Er hatte seid seinem … Unfall ein Problem damit in Mitten einer Gruppe von vielen Menschen zu stehen, die er nicht kannte.
Sicher, selbst die Kronratsmitglieder waren mitten drin, aber ihm war dies alles ein wenig viel.
Es würde noch andre Tage geben und irgendwann würde es weitaus ruhiger zugehen.
Er konnte sich wieder auf seine Ausbildung konzentrieren und darauf Naniel weiter zu schützen.
Sir Thelor hatte ihm schon gesagt was er tun könnte, aber er wollte auf jedenfall noch seinen Sir darin einweihen.
Als er die junge Frau jedoch zu einem Heiler begleitete erfuhr er dort mehr als ihm lieb war.
Dieser Nym war mehr als nur Mensch, er war ein Dämon in Menschengestalt, und nur mühsam hatte Artec seine eigene Wut bezähmen können.
Doch er hielt die Fassade nur solange aufrecht bis er Naniel heim gebracht hatte.
Dann machte er sich auf nach Bajard.
Seine Wut brauchte Luft, und so zog er sich eine Rüstung an.

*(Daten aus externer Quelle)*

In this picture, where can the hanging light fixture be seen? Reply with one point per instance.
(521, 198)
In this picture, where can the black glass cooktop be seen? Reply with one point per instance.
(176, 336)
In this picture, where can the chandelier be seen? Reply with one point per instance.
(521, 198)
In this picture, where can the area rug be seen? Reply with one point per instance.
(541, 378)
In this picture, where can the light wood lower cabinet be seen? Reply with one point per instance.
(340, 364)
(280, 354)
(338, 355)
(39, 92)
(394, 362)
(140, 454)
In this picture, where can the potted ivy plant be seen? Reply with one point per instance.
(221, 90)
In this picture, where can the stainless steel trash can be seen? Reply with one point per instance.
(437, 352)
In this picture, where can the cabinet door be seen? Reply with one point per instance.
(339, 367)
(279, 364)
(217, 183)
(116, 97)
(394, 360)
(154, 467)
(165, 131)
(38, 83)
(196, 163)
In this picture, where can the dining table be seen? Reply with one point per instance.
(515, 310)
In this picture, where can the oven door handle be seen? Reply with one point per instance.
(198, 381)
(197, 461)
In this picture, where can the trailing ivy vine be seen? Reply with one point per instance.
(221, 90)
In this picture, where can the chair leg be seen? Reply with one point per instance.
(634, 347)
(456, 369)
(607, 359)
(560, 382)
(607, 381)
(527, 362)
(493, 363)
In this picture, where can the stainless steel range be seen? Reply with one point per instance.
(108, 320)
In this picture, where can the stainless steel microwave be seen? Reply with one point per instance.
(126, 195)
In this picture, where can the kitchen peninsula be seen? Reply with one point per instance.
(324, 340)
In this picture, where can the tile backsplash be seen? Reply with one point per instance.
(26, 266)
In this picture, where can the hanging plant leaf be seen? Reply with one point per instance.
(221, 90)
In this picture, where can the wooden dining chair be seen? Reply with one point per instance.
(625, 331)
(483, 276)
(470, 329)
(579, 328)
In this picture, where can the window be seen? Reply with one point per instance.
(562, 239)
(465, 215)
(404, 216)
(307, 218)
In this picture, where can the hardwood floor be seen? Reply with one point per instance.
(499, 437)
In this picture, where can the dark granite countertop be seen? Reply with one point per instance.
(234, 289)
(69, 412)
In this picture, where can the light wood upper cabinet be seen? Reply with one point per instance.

Helm mit herabgelassenem Visier, Plattenhandschuhe und dann wartete er am Haus von dem er wusste das der junge Mann dort war.
Als Nym nun aus dem Haus trat, verließ Artec den Platz von wo aus er gewartet hatte, trat vor und rief ihn beim Namen.
Als Nym sich jedoch umdrehte, holte Artec aus und schlug ihm mit geballter Kraft seine Faust, geschützt mit dem Plattenhandschuh ins Gesicht.
Oh ja. Artec war sich nur zu sicher das der Mann diese Geste mehr als verstand und auch genau wusste worum es ging.
Nym schlug zu Boden, und es war Artec Glück das die Leute sich zuerst um jenen kümmerten und nicht daran dachten ihn zu stellen.
So verließ der junge Knappe in Ruhe Bajard, um sich auf den Weg heim zu begeben und dann, als wäre nichts geschehen seinen Dienst wieder auf zu nehmen.